Object. The authors sought to ascertain the nature of the hemodynamic and metabolic derangement underlying acute pathophysiological events that occur after intracerebral hemorrhage (ICH). Methods. Cerebral perfusion pressure (CPP), flow velocity (FV) of the middle cerebral artery, and the arteriovenous contents of oxygen and lactate were investigated in 24 dogs subjected to sham operations (Group A, four animals) or intracerebral injections of 3 ml (Group B, 11 animals) or 5 ml (Group C, nine animals) autologous arterial blood. Twelve additional dogs received intravenous injections of 2% Evans blue or trypan blue dye to evaluate blood-brain barrier (BBB) changes.

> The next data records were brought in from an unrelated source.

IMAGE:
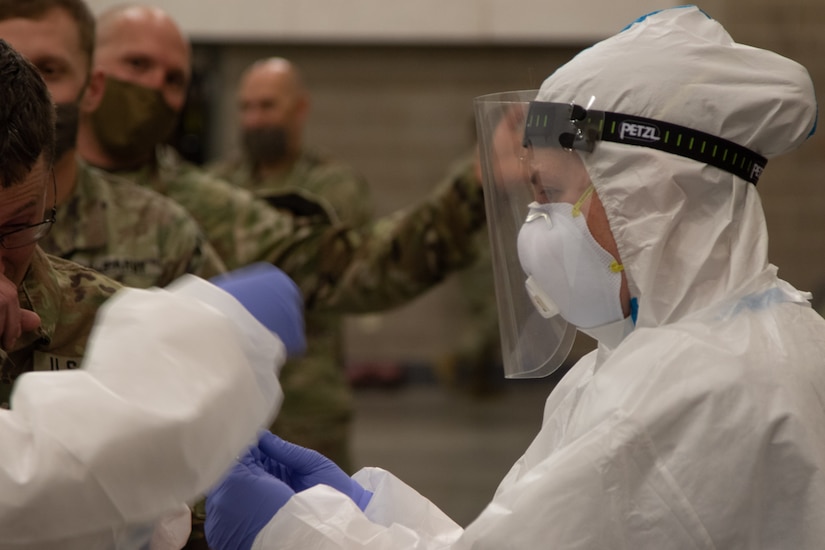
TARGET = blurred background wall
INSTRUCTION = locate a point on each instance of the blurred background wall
(392, 84)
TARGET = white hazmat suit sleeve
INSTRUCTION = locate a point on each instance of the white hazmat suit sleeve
(171, 389)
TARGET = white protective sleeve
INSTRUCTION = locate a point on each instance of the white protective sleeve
(170, 391)
(397, 517)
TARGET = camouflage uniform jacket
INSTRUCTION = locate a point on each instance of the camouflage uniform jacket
(391, 261)
(345, 191)
(318, 402)
(66, 296)
(131, 234)
(241, 228)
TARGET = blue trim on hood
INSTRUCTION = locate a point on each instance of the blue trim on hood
(645, 16)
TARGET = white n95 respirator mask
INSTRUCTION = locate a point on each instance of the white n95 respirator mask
(568, 272)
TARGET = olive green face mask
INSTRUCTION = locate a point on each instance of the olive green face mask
(131, 120)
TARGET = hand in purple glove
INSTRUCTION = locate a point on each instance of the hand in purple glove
(242, 503)
(302, 468)
(273, 298)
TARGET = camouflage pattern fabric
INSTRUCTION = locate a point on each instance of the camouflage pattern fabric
(400, 256)
(345, 191)
(339, 269)
(66, 296)
(131, 234)
(318, 402)
(391, 261)
(241, 228)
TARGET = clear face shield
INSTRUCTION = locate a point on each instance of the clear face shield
(551, 274)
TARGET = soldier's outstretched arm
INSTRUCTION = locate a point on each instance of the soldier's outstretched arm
(397, 257)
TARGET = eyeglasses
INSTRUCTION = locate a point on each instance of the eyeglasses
(29, 234)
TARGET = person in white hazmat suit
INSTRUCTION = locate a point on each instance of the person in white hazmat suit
(108, 455)
(698, 421)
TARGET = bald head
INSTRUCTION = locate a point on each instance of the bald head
(144, 45)
(272, 102)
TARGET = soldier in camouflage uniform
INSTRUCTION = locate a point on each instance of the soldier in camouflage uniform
(47, 305)
(131, 234)
(339, 269)
(273, 106)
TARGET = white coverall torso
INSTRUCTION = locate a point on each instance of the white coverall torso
(705, 427)
(174, 384)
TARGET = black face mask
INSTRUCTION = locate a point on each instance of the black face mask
(265, 145)
(65, 128)
(131, 120)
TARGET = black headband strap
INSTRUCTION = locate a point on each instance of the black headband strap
(573, 127)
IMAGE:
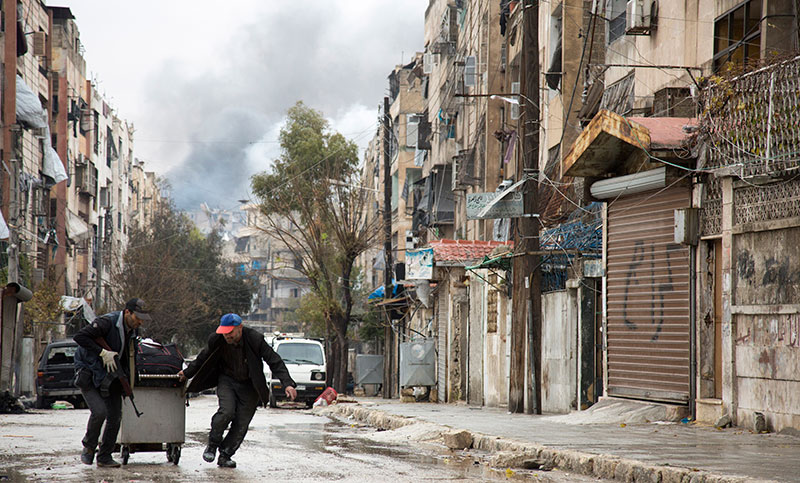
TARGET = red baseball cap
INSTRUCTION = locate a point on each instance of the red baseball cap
(227, 322)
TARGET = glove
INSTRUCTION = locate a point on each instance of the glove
(108, 360)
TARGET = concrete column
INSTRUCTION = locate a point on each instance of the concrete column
(728, 328)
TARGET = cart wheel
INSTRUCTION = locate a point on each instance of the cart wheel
(174, 453)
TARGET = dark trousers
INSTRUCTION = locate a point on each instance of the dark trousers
(103, 409)
(237, 405)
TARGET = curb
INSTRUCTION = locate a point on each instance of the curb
(512, 452)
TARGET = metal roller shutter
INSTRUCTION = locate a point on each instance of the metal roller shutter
(648, 327)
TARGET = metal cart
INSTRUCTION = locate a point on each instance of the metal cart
(162, 426)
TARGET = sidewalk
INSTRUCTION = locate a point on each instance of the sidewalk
(600, 443)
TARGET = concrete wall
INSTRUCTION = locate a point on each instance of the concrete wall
(497, 326)
(559, 351)
(457, 349)
(477, 331)
(766, 292)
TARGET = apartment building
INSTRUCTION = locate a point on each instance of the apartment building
(665, 208)
(69, 187)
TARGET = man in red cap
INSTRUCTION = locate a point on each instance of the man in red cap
(232, 362)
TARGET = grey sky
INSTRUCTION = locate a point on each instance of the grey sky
(207, 84)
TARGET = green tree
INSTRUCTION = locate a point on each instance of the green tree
(182, 276)
(312, 201)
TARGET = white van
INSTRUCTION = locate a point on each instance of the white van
(305, 359)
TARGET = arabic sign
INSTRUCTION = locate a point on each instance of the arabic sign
(508, 207)
(419, 264)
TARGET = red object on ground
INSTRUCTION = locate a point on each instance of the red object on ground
(329, 395)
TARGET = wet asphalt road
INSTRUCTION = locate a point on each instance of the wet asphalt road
(285, 444)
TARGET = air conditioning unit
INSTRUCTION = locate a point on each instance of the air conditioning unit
(412, 130)
(639, 17)
(515, 107)
(411, 240)
(454, 184)
(429, 60)
(39, 44)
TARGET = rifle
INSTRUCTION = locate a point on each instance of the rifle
(127, 390)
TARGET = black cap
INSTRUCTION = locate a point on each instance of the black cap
(137, 306)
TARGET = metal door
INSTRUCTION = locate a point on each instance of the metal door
(648, 298)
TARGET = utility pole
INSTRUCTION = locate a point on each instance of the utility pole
(98, 298)
(526, 296)
(10, 192)
(388, 340)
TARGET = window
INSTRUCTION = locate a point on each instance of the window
(96, 132)
(737, 35)
(470, 71)
(553, 76)
(412, 130)
(615, 12)
(110, 148)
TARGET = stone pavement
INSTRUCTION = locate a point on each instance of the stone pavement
(620, 440)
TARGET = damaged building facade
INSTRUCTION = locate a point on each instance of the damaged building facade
(665, 175)
(71, 187)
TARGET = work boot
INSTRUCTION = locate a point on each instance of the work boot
(225, 462)
(87, 456)
(210, 453)
(107, 463)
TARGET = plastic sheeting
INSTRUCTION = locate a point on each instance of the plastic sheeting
(77, 229)
(29, 109)
(3, 228)
(52, 167)
(73, 304)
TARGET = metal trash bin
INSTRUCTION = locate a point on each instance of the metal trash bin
(162, 425)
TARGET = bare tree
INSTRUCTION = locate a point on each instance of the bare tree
(312, 202)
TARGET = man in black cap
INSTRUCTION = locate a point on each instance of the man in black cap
(95, 375)
(232, 363)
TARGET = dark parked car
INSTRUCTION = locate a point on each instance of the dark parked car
(56, 373)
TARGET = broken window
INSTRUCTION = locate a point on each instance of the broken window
(737, 35)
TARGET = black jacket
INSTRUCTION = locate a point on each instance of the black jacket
(110, 327)
(204, 371)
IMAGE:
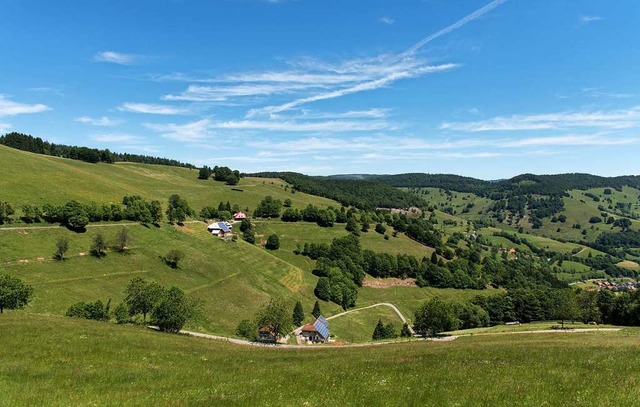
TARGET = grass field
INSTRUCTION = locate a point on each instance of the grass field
(358, 326)
(73, 362)
(24, 182)
(232, 279)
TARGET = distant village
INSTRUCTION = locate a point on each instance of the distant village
(617, 287)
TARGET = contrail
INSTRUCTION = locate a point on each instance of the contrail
(473, 16)
(377, 83)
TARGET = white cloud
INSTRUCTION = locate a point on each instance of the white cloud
(196, 93)
(11, 108)
(101, 121)
(361, 87)
(194, 131)
(589, 19)
(613, 120)
(152, 109)
(116, 58)
(206, 128)
(117, 138)
(374, 113)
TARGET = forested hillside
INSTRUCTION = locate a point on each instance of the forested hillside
(358, 193)
(32, 144)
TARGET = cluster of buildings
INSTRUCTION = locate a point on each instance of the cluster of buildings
(317, 332)
(617, 287)
(224, 228)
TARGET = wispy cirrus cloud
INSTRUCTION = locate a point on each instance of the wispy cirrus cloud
(126, 141)
(207, 128)
(153, 109)
(117, 138)
(197, 93)
(588, 19)
(613, 120)
(385, 144)
(361, 87)
(116, 58)
(100, 121)
(11, 108)
(392, 63)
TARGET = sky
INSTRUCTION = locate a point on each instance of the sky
(488, 89)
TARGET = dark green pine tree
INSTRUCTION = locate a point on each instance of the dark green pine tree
(379, 331)
(298, 314)
(405, 332)
(316, 309)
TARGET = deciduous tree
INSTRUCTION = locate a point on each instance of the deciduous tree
(14, 294)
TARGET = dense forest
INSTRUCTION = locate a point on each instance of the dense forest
(550, 185)
(349, 192)
(32, 144)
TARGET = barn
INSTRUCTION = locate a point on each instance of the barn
(219, 229)
(316, 332)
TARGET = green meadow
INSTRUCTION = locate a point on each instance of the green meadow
(75, 362)
(103, 183)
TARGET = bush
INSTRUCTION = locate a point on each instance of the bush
(121, 314)
(90, 310)
(273, 242)
(173, 258)
(173, 310)
(249, 236)
(247, 329)
(99, 246)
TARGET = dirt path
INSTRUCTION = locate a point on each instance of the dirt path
(547, 331)
(372, 344)
(381, 304)
(107, 225)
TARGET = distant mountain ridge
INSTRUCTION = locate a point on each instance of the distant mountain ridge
(556, 184)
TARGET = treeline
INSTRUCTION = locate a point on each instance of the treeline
(539, 304)
(225, 174)
(349, 192)
(77, 215)
(343, 264)
(32, 144)
(525, 184)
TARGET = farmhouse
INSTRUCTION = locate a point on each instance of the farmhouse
(316, 332)
(265, 334)
(220, 229)
(239, 216)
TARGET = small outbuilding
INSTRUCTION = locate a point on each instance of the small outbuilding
(220, 229)
(265, 334)
(316, 332)
(239, 216)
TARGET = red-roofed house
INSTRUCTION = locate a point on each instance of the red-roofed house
(239, 216)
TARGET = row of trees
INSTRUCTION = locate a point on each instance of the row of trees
(224, 174)
(275, 316)
(169, 309)
(77, 215)
(32, 144)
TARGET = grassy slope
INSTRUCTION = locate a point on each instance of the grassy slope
(73, 362)
(232, 279)
(38, 179)
(358, 326)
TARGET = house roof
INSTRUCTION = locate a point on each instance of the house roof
(309, 328)
(322, 327)
(219, 226)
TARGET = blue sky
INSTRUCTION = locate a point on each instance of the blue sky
(476, 88)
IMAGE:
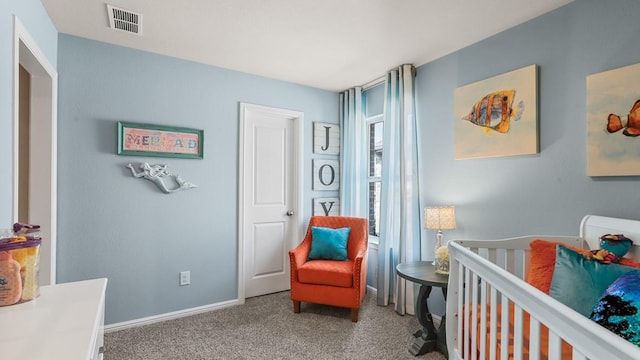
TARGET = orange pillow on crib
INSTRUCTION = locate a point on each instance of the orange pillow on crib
(542, 261)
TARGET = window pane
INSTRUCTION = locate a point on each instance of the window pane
(374, 208)
(376, 131)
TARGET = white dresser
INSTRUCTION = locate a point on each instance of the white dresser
(65, 322)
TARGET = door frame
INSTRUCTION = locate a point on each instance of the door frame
(298, 157)
(43, 115)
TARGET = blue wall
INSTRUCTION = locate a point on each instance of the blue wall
(546, 193)
(113, 225)
(35, 20)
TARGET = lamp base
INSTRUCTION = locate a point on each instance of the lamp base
(438, 244)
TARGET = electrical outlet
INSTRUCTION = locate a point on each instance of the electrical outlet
(185, 278)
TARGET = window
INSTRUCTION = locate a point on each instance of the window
(375, 128)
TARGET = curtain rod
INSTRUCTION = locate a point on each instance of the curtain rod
(374, 83)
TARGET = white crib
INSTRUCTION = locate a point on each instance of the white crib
(487, 278)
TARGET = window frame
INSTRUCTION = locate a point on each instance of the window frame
(368, 122)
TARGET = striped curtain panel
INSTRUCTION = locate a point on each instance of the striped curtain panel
(353, 172)
(400, 222)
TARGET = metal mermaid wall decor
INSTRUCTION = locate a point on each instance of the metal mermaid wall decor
(157, 174)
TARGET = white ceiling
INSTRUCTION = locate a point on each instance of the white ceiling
(327, 44)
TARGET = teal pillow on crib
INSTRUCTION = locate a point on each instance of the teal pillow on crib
(579, 282)
(328, 243)
(619, 307)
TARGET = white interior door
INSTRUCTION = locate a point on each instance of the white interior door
(269, 197)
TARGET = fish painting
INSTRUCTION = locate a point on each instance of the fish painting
(614, 122)
(495, 111)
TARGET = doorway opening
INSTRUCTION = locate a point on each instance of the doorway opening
(35, 145)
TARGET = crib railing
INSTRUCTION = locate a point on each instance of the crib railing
(486, 276)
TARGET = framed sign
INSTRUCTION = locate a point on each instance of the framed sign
(326, 206)
(159, 140)
(326, 138)
(326, 174)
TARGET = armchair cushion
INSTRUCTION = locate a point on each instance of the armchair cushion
(327, 272)
(328, 243)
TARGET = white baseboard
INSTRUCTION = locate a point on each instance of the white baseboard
(170, 316)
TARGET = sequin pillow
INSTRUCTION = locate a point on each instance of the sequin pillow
(618, 309)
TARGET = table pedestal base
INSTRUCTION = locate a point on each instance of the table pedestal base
(429, 338)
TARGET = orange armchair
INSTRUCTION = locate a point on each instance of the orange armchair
(331, 282)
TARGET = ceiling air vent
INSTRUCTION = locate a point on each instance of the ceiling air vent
(125, 20)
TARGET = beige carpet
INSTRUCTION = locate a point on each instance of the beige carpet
(265, 327)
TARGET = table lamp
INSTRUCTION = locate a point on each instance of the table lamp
(439, 218)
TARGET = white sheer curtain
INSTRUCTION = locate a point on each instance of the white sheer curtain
(400, 222)
(353, 174)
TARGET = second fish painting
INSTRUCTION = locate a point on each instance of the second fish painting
(497, 116)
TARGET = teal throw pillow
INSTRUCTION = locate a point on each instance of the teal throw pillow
(579, 282)
(619, 307)
(329, 244)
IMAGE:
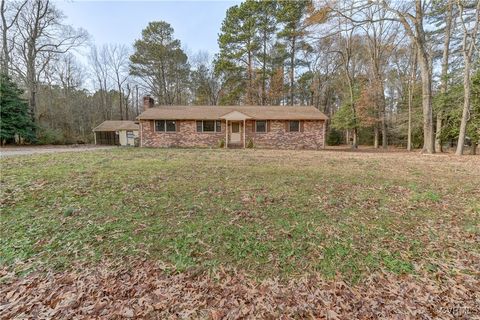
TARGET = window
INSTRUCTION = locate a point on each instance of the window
(171, 126)
(261, 126)
(209, 126)
(294, 126)
(165, 125)
(160, 125)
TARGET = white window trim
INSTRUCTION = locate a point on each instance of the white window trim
(266, 126)
(214, 126)
(299, 126)
(165, 126)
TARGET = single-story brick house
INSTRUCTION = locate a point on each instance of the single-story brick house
(120, 133)
(282, 127)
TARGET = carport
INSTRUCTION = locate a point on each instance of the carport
(118, 133)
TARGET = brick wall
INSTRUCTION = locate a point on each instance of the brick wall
(186, 136)
(276, 138)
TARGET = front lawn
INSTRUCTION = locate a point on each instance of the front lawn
(267, 213)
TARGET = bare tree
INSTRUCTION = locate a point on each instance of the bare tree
(449, 23)
(42, 36)
(469, 44)
(9, 15)
(412, 19)
(118, 63)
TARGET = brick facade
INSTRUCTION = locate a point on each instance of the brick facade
(186, 136)
(277, 136)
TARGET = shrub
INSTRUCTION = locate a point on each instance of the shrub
(250, 143)
(50, 136)
(334, 137)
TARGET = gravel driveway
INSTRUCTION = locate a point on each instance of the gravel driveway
(29, 150)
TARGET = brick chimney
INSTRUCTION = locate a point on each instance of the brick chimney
(148, 102)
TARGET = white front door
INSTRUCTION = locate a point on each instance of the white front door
(235, 132)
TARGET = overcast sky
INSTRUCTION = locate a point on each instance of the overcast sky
(196, 23)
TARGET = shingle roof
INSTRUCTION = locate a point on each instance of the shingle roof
(216, 112)
(113, 125)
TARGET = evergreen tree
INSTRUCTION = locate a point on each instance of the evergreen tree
(161, 63)
(291, 14)
(15, 120)
(238, 44)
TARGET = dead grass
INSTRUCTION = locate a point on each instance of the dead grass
(335, 216)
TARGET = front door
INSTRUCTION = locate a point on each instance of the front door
(235, 132)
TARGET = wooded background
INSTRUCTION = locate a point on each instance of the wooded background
(403, 73)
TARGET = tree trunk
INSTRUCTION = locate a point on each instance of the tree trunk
(384, 118)
(466, 107)
(264, 68)
(428, 133)
(444, 74)
(292, 70)
(355, 138)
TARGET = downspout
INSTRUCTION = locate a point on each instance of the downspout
(226, 134)
(244, 129)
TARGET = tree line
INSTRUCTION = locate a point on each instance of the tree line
(400, 73)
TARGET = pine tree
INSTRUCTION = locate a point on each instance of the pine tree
(15, 120)
(291, 14)
(160, 61)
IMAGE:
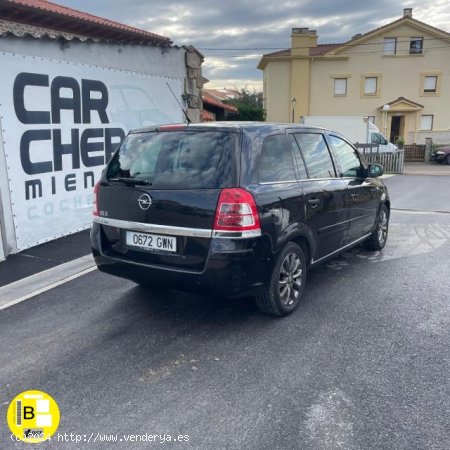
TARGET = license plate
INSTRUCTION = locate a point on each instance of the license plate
(148, 241)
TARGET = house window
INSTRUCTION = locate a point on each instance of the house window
(370, 85)
(430, 83)
(416, 46)
(426, 122)
(390, 46)
(340, 86)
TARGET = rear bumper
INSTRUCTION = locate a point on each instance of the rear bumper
(230, 273)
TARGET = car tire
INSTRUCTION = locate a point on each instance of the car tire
(286, 282)
(377, 239)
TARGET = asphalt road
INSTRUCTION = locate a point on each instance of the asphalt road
(429, 193)
(362, 364)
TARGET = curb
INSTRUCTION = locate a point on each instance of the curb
(29, 287)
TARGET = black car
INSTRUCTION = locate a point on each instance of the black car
(441, 154)
(235, 209)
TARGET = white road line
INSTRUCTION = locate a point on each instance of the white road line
(418, 211)
(33, 285)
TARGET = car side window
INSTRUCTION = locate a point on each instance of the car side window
(316, 155)
(298, 157)
(276, 162)
(347, 158)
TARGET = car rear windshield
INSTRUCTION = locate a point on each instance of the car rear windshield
(177, 159)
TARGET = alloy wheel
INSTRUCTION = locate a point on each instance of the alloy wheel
(290, 278)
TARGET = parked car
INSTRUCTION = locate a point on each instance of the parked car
(441, 154)
(235, 209)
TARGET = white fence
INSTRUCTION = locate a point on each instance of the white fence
(391, 162)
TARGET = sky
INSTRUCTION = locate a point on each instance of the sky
(233, 35)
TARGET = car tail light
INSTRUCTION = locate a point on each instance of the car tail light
(95, 200)
(237, 211)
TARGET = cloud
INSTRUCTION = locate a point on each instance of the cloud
(234, 35)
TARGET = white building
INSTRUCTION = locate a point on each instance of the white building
(72, 86)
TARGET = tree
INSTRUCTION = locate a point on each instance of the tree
(249, 105)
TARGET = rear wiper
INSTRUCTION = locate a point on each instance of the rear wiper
(133, 181)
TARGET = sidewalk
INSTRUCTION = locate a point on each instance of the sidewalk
(426, 168)
(44, 256)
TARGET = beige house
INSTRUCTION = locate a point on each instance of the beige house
(397, 75)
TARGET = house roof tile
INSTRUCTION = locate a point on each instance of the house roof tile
(38, 12)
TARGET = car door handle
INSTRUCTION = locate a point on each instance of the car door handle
(314, 202)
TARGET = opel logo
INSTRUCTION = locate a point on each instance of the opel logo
(144, 201)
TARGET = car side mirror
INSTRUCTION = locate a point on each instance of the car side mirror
(375, 170)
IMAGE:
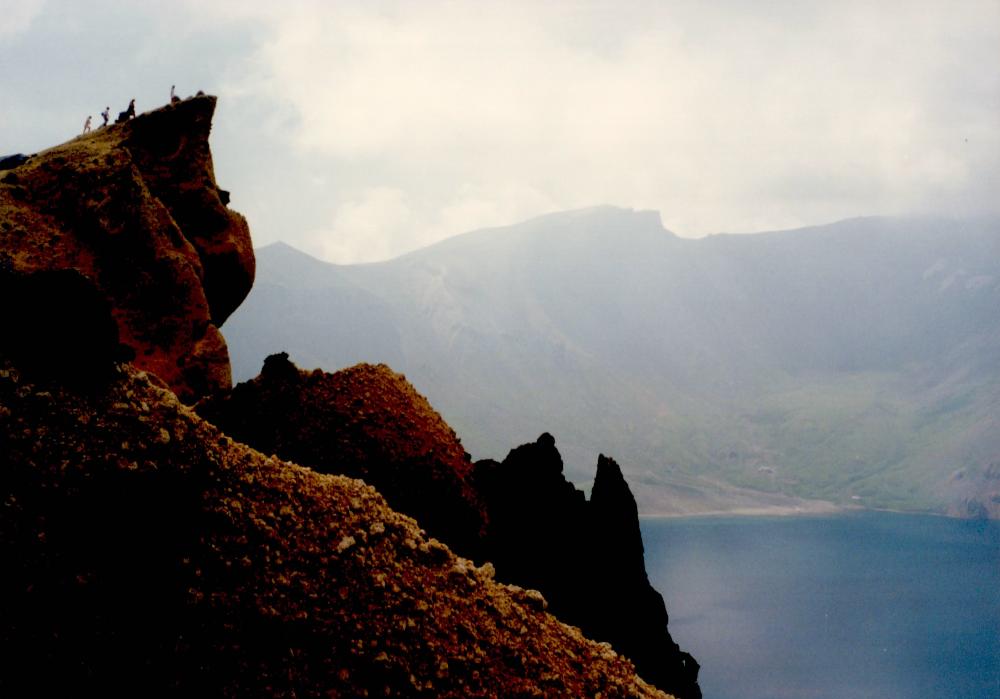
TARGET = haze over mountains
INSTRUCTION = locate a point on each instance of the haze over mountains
(857, 362)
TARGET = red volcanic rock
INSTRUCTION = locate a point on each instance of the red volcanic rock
(147, 554)
(135, 209)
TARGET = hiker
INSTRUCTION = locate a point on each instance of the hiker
(128, 113)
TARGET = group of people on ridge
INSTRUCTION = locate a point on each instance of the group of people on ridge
(129, 113)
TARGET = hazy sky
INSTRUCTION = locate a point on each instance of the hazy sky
(360, 130)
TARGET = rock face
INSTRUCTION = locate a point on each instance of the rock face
(522, 515)
(365, 422)
(135, 209)
(586, 557)
(66, 331)
(146, 553)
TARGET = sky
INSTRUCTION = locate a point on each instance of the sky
(358, 131)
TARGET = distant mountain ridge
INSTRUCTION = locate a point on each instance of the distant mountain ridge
(857, 362)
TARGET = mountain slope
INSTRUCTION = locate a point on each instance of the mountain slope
(856, 362)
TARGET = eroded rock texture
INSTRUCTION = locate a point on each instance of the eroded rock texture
(365, 422)
(135, 209)
(147, 554)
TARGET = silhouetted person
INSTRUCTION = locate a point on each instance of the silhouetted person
(128, 113)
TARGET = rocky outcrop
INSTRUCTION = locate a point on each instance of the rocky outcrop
(57, 324)
(365, 422)
(585, 556)
(135, 209)
(146, 553)
(522, 515)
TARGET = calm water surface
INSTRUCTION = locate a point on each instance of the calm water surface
(859, 605)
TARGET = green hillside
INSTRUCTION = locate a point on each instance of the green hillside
(857, 363)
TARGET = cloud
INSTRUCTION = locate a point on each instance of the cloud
(367, 129)
(18, 16)
(722, 118)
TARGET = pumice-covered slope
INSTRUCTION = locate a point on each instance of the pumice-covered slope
(136, 210)
(146, 553)
(366, 422)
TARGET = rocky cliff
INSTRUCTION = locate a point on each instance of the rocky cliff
(365, 422)
(147, 552)
(585, 556)
(522, 515)
(134, 208)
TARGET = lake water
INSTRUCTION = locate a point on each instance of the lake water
(857, 605)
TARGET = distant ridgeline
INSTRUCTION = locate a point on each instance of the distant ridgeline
(149, 552)
(856, 363)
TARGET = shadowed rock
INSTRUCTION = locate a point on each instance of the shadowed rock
(146, 554)
(57, 324)
(135, 209)
(585, 557)
(365, 422)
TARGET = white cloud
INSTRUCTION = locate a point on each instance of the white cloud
(723, 119)
(365, 129)
(18, 15)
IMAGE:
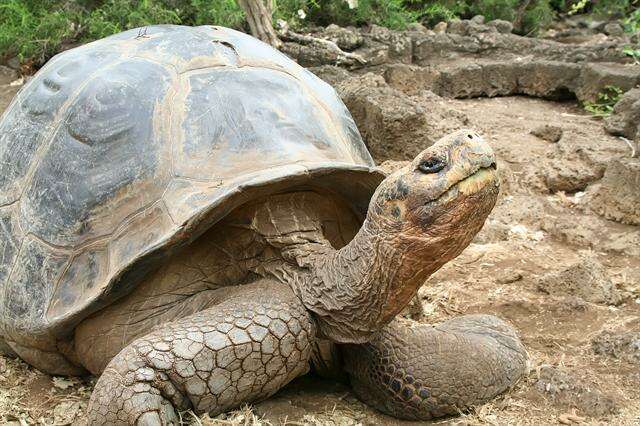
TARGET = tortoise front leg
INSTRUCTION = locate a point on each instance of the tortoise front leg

Within 1 hour, animals with ICH exhibited a rise FV associated with significant reductions (p < 0.05) in CPP and the arteriovenous content difference (AVDO₂). In Group C animals significant increases in lactate concentration were found in arterial and superior sagittal sinus (SSS) samples compared with those in the other two groups (p <: 0.05). Additionally, perihematomal dye extravasation was observed in animals subjected to ICH and trypan blue dye injections, with profound and mild leakages in Group C and Group B animals, respectively, but not in Group A and Evans blue dye-injected animals. During the subsequent 4 hours, the FV and AVDO₂ returned to normal in Group B animals, indicating a balanced cerebral metabolic rate for oxygen (CMRO₂) compared with a deranged CMRO₂ in Group C animals due to their lowered FV and AVDO₂. However, no coupling increase in brain lactate clearance in Group C animals accounted for either the early lactate elevation in SSS or the decrease in CMRO₂. Conclusions. Profound reductions in CPP and brain oxygenation after ICH may rapidly exhaust hemodynamic compensation and, thus, impede cerebral homeostasis; however, these reductions only modestly enhance anaerobic glycolysis. Furthermore, the data suggest that a selective increase in permeability, rather than anatomical disruption, of the BBB is involved in the acute pathophysiological events that occur after ICH, which may provide a possible gateway for systemic arterial lactate entering the SSS.